Forschung 

Gemeinsam mit inter- und transdisziplinären Teams erforsche ich, wie physische Räume gezielt als strategisches Werkzeug wirken können.

Im Mittelpunkt stehen Arbeitsumgebungen, die Innovation ermöglichen, Zusammenarbeit stärken, Veränderung fördern – und die Produktivität messbar steigern.

Die Projekte 2025/26

Impact von Arbeitsumfeldern

Dieses Projekt zeigt, wie physische Arbeitsumgebungen gezielt zur Erreichung strategischer Unternehmensziele beitragen.
Im Zentrum stehen der Zusammenhang zwischen Raumgestaltung und organisationalem Wandel, Innovationsdynamik und messbarer Performance.
Die Ergebnisse liefern Führungskräften eine fundierte Entscheidungsgrundlage für Investitionen in die Arbeitswelt der Zukunft.

High-Impact-Benchmarking im Education & Workspace Design 

Ziel ist die Entwicklung eines evidenzbasierten Bewertungsmodells zur Qualität und Wirksamkeit von Lern- und Arbeitsumgebungen.
Das Modell prüft systematisch, welchen Beitrag Raumkonzepte zu Lernleistung, Zusammenarbeit, Wohlbefinden und Zukunftsfähigkeit leisten – und wie sie gezielt optimiert werden können.
Es schafft Vergleichbarkeit, priorisiert Handlungsfelder und eröffnet strategische Steuerungsoptionen für Entscheider und Entscheiderinnen in Bildung und Wirtschaft.

Forschungsfokus

Räume als strategische Ressource 

Ich beschäftige mich mit der Frage, wie Arbeitsumgebungen gezielt gestaltet werden können, um Innovation, Transformation und organisationale Wirksamkeit zu fördern.

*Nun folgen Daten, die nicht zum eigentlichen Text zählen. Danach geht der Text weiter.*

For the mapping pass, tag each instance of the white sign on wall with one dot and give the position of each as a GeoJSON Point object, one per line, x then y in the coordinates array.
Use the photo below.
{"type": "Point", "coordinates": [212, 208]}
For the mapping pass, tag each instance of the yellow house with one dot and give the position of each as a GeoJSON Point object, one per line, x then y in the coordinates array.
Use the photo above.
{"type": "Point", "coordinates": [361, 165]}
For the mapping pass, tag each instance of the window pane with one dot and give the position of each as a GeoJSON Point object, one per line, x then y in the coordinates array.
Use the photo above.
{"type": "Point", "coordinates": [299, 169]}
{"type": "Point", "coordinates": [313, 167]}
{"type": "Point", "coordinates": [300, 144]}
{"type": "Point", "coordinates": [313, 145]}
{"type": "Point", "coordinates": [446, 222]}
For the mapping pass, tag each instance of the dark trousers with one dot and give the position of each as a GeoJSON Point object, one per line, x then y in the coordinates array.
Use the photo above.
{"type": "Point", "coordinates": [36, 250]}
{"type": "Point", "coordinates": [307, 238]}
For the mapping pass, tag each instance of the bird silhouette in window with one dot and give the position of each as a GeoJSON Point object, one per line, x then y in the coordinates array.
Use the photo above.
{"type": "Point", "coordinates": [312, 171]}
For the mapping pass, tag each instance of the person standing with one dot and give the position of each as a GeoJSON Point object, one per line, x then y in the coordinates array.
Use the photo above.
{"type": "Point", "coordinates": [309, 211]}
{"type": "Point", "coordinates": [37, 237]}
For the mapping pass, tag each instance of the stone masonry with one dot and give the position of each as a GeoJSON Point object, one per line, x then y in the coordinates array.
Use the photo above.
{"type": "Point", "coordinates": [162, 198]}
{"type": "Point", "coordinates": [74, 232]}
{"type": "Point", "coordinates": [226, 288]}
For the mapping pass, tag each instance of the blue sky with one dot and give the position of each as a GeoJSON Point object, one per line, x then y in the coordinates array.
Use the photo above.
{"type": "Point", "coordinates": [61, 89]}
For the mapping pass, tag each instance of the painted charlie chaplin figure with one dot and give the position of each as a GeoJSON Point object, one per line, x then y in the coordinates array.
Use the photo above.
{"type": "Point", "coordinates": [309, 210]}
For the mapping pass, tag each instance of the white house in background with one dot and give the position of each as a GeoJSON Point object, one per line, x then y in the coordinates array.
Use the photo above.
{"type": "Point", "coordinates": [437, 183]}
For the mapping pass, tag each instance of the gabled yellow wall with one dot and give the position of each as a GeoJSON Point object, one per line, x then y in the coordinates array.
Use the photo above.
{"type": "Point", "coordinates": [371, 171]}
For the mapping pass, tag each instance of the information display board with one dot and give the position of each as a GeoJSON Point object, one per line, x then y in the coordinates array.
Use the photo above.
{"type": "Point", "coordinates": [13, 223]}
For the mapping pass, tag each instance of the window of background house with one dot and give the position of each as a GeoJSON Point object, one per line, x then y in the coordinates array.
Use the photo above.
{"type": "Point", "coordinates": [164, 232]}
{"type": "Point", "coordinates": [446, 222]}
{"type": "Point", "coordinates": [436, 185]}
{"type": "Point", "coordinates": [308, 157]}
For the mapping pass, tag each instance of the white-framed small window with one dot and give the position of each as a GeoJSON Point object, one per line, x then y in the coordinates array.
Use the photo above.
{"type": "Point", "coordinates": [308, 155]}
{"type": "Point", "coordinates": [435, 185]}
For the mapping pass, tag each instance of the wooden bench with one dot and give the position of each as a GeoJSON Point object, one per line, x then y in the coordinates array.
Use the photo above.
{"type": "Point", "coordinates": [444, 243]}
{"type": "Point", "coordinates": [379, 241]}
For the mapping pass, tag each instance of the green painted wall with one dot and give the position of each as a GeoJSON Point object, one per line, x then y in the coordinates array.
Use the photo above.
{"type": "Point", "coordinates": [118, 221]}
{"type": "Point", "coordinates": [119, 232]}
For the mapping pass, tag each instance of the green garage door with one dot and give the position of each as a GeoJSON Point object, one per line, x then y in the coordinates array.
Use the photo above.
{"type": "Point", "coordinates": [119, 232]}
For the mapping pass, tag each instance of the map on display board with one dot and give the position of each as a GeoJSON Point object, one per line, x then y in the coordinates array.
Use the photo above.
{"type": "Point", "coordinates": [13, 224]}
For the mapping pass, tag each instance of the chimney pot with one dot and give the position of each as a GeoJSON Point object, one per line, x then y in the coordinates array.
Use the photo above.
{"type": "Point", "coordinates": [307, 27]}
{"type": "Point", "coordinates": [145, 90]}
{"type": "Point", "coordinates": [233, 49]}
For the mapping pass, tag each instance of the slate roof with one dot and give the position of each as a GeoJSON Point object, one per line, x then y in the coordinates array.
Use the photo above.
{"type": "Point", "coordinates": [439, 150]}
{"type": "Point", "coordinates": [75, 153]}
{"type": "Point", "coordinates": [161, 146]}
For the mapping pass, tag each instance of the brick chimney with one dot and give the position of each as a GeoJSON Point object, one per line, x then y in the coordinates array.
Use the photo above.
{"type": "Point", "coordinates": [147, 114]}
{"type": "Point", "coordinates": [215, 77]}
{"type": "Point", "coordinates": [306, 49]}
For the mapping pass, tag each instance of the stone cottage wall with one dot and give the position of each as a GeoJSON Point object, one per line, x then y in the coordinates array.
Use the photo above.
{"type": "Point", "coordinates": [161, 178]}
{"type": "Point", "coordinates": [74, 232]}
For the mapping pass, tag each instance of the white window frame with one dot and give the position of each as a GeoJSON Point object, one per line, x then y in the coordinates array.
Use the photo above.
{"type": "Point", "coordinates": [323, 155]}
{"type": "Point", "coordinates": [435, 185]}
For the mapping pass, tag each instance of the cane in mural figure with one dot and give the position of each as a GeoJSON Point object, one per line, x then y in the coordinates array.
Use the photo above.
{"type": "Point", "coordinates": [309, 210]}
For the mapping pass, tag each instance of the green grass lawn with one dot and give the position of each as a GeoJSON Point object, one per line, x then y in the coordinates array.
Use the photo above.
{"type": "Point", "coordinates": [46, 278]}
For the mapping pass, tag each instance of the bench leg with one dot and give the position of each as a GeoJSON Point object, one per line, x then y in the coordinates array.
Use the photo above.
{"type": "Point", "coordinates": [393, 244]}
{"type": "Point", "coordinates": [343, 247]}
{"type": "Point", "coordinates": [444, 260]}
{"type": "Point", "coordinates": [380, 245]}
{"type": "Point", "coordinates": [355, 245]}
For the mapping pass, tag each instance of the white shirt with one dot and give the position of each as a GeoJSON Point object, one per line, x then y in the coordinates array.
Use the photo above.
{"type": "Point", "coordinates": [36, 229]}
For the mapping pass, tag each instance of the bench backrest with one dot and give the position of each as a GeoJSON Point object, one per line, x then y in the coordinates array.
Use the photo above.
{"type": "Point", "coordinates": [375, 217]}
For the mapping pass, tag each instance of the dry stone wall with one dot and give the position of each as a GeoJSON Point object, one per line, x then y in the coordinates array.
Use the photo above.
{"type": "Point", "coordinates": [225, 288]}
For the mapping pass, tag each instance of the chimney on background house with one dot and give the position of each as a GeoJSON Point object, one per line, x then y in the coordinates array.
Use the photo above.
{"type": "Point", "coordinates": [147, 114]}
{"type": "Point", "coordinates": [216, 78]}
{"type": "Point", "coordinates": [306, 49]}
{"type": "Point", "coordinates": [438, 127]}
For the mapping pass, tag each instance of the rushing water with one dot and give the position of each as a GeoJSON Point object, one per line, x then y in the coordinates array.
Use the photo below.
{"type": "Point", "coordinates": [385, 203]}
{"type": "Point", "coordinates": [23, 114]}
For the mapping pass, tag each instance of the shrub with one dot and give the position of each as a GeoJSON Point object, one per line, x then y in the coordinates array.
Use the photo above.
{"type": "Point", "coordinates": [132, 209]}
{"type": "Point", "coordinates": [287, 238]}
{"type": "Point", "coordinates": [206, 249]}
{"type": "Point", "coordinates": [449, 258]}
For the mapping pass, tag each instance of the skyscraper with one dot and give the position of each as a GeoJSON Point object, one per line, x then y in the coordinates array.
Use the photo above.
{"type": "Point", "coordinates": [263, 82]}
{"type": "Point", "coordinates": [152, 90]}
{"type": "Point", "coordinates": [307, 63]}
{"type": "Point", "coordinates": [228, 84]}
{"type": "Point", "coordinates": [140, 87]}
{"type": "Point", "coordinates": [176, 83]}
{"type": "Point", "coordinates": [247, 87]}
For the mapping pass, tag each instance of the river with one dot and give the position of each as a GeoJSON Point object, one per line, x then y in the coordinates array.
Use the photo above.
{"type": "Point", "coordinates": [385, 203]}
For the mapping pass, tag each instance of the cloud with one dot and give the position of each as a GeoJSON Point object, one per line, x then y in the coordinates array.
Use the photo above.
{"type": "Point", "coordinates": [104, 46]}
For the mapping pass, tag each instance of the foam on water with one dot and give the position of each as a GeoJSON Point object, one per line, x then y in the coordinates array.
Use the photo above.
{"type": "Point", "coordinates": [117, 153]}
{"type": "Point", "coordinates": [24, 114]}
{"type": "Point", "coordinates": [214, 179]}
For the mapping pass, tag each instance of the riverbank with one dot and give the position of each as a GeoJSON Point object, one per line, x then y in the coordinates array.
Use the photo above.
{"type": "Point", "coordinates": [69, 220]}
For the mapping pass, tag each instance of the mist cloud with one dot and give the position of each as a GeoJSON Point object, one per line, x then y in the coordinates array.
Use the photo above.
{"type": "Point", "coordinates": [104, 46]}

 Im Mittelpunkt stehen fünf Themenfelder: 

  • Impact und Raum
    Wie beeinflussen räumliche Strukturen Kompetenzen, Prozesse, Transformationen und die Erreichung unternehmerischer Ziele?
  • Diversitätsgerechte Gestaltung
    Wie lassen sich Arbeitsumgebungen so entwickeln, dass sie High-Performance-Teams in ihrer Vielfalt optimal unterstützen – funktional, sozial und kulturell?
  • Raum & Unternehmenskultur
    Welche Rolle spielen Materialität, Symbole und Zeichen im Raum für Identität, Zugehörigkeit, Produktivität und kulturelle Kohärenz?
  • Raumtheorie & Kompetenzentwicklung
    Welche Kompetenzen brauchen Menschen, um mit Raum produktiv umzugehen – und wie wirkt Raumwahrnehmung auf Veränderungsfähigkeit?
  • Nachhaltige Raumkonzepte
    Wie lassen sich Arbeitswelten ökologisch und sozial verantwortungsvoll gestalten – und dabei langfristig zukunftsfähig machen?

Der Ansatz


Inter- und transdisziplinär denken – praxisnah handeln

Meine Forschung entsteht im engen Austausch mit Expert:innen aus Architektur, Landschaftsarchitektur, Design, Arbeits- und Organisationspsychologie, Innovationsforschung, Verhaltensökonomie, strategischer Beratung, Kulturwissenschaft und Wissensvermittlung.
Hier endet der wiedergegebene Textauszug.